Overview
Somalia is one of the most unusual mobile money markets globally. In the absence of a functioning central bank for much of the past three decades, and with virtually no formal banking infrastructure accessible to ordinary citizens, mobile money has become the de facto financial system. Somalia -- including Somaliland -- has among the highest rates of mobile money usage relative to formal banking anywhere. An estimated 70-73% of people over 16 use mobile money (World Bank/Rift Valley Institute, unverified) versus single-digit formal bank account ownership.
The primary platforms are EVC Plus (Hormuud Telecom, dominant in south-central Somalia and Mogadishu), Zaad (Telesom, dominant in Somaliland), and SAHAL (Golis Telecom, dominant in Puntland). The Somali shilling (SOS) and the US dollar are both used. Mobile money functions not merely as a payment tool but as the primary store of value, salary mechanism, and retail transaction system -- replacing cash, banking, and card infrastructure simultaneously.
Regulatory Environment
Central Bank of Somalia (CBS)
The CBS was re-established with international support and is gradually building regulatory capacity. The CBS issued the Mobile Money Regulation in 2019 -- the first formal framework for mobile money services. Enforcement capacity remains limited.
Somaliland
The Bank of Somaliland operates as the de facto central bank. Telesom's Zaad service operates under Somaliland's separate regulatory framework, which has introduced licensing requirements and consumer protection measures.
Puntland
Golis Telecom's SAHAL operates primarily in Puntland under less formalized oversight.
KYC Requirements
KYC varies by region and operator. SIM registration is required in principle but unevenly enforced in south-central Somalia. Telesom has implemented more structured KYC for Zaad. The absence of a national ID system in most of Somalia (Somaliland has introduced one) complicates compliance.
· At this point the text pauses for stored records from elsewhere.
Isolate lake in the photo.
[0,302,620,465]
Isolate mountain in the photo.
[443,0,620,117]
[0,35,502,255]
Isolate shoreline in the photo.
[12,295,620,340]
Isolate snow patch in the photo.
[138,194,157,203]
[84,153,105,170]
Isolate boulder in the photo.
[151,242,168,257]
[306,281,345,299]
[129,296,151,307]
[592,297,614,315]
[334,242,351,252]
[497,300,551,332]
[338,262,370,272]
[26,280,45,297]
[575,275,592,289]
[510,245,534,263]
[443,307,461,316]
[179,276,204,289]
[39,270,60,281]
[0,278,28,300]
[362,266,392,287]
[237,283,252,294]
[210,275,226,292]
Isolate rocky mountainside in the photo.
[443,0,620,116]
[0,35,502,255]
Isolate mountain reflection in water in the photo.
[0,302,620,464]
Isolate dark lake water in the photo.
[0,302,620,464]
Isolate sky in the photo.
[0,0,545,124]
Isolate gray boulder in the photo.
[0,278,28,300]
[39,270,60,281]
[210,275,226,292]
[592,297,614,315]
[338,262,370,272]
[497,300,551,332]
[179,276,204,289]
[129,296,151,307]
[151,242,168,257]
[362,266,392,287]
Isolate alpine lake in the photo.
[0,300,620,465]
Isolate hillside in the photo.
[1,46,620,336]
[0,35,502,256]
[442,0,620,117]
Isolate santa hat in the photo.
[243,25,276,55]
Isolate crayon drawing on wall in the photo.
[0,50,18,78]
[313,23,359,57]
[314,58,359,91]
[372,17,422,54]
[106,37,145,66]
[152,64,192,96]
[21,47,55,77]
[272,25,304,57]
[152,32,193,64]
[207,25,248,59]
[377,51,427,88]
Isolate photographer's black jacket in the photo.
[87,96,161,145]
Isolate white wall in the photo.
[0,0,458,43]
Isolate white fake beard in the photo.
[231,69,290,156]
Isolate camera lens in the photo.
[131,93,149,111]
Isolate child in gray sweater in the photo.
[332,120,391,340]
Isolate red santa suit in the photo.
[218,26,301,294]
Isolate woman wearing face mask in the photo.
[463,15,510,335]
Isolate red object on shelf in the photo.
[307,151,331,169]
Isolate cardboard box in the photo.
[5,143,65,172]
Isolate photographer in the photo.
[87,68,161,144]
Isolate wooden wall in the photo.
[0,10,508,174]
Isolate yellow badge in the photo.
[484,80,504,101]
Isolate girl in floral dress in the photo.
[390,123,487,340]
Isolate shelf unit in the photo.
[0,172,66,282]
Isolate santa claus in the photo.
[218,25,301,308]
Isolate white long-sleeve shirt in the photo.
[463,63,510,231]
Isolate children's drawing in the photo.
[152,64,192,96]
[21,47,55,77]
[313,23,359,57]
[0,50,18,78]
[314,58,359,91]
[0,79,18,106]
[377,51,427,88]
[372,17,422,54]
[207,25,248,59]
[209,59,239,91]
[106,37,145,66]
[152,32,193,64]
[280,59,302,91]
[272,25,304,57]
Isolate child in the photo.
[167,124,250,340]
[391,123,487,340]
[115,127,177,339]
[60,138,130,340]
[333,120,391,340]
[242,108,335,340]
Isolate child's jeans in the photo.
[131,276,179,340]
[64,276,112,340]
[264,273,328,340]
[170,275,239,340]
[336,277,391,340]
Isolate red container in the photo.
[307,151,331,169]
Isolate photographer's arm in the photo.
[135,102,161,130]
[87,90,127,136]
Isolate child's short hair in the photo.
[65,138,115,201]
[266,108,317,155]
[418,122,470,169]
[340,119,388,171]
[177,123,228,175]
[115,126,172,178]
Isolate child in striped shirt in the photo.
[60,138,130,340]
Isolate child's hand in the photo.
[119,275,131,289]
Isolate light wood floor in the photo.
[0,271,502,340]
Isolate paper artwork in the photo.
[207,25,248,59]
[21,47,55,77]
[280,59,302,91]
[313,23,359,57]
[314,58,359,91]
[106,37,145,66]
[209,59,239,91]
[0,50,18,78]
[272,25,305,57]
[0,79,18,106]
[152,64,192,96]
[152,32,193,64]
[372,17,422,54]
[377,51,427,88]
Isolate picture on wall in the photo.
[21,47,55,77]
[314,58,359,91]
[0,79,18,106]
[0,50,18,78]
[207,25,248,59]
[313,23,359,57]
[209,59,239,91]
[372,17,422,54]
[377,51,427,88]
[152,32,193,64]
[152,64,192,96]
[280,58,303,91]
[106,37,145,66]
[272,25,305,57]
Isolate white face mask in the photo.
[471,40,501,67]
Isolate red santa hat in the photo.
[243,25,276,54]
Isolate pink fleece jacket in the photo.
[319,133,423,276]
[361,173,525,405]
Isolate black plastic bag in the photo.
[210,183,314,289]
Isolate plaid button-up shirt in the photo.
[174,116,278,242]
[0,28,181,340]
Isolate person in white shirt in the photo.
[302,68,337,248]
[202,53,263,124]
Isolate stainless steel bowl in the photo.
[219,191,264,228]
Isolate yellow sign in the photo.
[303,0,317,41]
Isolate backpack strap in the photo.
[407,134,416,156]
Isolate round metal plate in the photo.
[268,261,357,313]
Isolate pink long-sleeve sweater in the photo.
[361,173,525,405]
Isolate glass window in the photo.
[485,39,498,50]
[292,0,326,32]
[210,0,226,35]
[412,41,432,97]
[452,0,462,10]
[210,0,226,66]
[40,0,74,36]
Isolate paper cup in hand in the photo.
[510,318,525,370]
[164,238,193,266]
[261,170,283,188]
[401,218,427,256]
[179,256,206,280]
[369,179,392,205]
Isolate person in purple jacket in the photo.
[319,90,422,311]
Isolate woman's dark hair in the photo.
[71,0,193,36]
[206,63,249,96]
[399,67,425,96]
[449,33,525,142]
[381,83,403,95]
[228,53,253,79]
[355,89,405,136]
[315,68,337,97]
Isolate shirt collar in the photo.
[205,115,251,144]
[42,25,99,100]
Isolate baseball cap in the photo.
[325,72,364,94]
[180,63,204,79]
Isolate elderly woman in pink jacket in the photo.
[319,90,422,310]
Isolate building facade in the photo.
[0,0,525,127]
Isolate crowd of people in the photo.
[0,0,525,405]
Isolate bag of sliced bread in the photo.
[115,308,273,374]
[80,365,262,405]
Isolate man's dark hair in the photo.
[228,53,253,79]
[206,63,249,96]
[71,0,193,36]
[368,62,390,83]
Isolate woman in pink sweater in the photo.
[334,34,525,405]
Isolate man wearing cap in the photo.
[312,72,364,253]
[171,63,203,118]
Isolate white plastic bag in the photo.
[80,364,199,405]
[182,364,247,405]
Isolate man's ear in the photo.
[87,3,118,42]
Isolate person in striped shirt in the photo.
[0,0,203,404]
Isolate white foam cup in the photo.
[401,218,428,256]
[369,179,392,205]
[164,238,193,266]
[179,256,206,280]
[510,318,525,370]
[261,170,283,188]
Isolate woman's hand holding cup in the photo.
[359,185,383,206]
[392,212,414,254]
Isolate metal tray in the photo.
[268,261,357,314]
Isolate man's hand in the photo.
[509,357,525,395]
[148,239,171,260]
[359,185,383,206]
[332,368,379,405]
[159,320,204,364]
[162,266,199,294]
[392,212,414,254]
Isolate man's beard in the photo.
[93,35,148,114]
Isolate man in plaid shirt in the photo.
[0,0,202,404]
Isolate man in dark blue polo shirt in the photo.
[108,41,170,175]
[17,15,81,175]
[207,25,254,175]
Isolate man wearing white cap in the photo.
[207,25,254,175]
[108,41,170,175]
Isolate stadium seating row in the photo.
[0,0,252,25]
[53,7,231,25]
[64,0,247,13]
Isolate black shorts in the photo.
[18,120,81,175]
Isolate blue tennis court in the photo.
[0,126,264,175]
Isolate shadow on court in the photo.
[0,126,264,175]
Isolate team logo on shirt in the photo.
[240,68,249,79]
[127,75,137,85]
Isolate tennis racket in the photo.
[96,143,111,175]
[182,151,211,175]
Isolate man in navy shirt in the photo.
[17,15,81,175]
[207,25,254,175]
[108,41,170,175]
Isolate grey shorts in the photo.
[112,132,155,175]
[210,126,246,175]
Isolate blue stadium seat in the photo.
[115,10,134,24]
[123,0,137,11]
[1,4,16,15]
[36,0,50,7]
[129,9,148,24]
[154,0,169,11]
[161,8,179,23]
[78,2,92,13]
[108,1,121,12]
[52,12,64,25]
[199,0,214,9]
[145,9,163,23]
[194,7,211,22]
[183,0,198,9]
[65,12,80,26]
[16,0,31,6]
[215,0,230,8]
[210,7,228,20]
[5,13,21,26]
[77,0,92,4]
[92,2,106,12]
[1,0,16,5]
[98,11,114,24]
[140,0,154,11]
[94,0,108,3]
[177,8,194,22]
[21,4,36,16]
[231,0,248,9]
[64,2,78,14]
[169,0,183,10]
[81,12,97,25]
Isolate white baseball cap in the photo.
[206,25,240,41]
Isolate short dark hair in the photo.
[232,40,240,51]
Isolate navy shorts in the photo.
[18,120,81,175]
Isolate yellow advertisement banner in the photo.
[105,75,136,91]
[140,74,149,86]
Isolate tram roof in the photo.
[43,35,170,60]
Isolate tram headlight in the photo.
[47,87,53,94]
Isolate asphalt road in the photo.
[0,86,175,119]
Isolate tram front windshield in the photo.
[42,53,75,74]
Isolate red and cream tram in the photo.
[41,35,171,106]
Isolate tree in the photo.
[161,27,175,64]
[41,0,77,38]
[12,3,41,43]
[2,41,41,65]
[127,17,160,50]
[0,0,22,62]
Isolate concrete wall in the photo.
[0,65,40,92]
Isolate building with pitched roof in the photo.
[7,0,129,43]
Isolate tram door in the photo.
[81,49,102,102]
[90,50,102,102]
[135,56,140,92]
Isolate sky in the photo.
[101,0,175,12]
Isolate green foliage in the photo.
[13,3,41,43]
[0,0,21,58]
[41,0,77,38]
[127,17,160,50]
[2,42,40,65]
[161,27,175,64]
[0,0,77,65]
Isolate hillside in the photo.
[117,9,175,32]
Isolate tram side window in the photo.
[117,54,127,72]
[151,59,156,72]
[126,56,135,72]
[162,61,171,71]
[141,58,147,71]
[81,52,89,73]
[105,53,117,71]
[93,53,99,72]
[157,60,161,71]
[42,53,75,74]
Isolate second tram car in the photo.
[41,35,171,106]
International pressure, particularly from correspondent banking and remittance corridors, has driven incremental KYC strengthening.
AML/CFT
Somalia's mobile money sector operates under intense international scrutiny; the country has been on the FATF grey list. Remittance flows terminating in mobile money wallets are a focus of compliance attention, and de-risking risk (loss of correspondent banking relationships) is a persistent concern.
Payments Infrastructure
Absence of Traditional Infrastructure
Somalia lacks conventional payment infrastructure -- no national payment switch, no interbank clearing system, no functioning card network of meaningful scale. Mobile money networks have filled this void entirely.
Interoperability
EVC Plus, Zaad, and SAHAL are not interoperable. Since each dominates a specific geographic region, this is less of a daily friction than in markets with overlapping coverage, but it creates barriers for cross-regional transactions.
USD Denomination
A distinctive feature is that transactions are commonly denominated in US dollars, reflecting the dollarization of the economy. EVC Plus and Zaad both support USD-denominated wallets.
Active Operators
EVC Plus (Hormuud Telecom)
- Parent: Hormuud Telecom
- Since: ~2009-2011 (unverified)
- Region: South-central Somalia, Mogadishu
- Services: P2P, merchant and bill payments, salary disbursements, remittance reception
- Users: Several million active accounts (not publicly disclosed)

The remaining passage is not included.